Dinas PUPR Kabupaten Ciamis Diduga Abaikan Panggilan Sidang KIP Propinsi Jabar

Pewarta : A Y Saputra

Koran SINAR PAGI, Kabupaten Ciamis,- Banyaknya pekerjaan fisik sarana dan prasarana di Kabupaten Ciamis terutama yang ada dilingkupan Dinas PUPR yang dalam pelaksanaannya mendapat sorotan dari berbagai elemen masyarakat, salah satunya dari warga yang mengatasnamakan masyarakat, Dena Kurnia yang mengaku peduli terhadap kwalitas pembangunan di daerah Kabupaten Ciamis.

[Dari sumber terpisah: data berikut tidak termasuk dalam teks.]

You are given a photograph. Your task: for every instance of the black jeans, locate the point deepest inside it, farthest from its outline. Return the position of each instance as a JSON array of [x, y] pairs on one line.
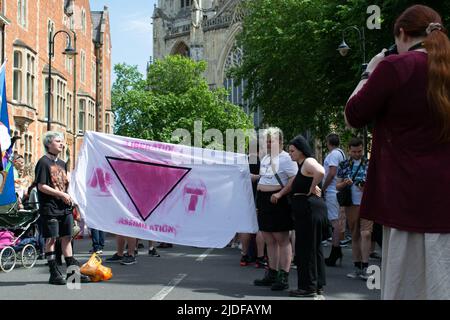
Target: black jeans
[[310, 216], [98, 239]]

“Saya sering berkeliling ke daerah bersama forum kontras melihat berbagai pekerjaan yang sedang dikerjakan, ternyata sering nenemukan hal yang janggal dengan bahan material yang digunakan secara kasat mata jauh dari ketentuan dan aturan sebagaimana yang ditentukan dalam kontrak,” ucapnya.

Dia mengaku sering menemukan pasir yang banyak mengandung kadar lumpur tinggi, batu dan adukan yang diduga tidak memakai takaran, sehingga menimbulkan tanda tanya, apakah tidak ada petugas pengawas dari Dinas PUPR ?

Sebagai warga masyarakat, kata dia, kita punya hak untuk mengetahui pembangunan fisik yang dilaksanakan Pemerintah Kabupaten Ciamis, “Makanya saya kirim surat keterbukaan impormasi publik (KIP) ke dinas terkait,” tambahnya.

Namun sayang lanjutnya, setelah dua kali mengirim surat, dinas terkait masih saja belum memberikan jawaban, “Akhirnya saya lanjutkan mengirim surat ke Komisi Impormasi Publik Propinsi,” kata Dena.

“Pada hari Rabu (17/10), saya mendapat panggilan dari Provinsi Jawa Barat untuk menyelesaikan sengketa informasi ini di Bandung, namun dari pihak PUPR tidak hadir tanpa alasan yang jelas,” pungkas Dena.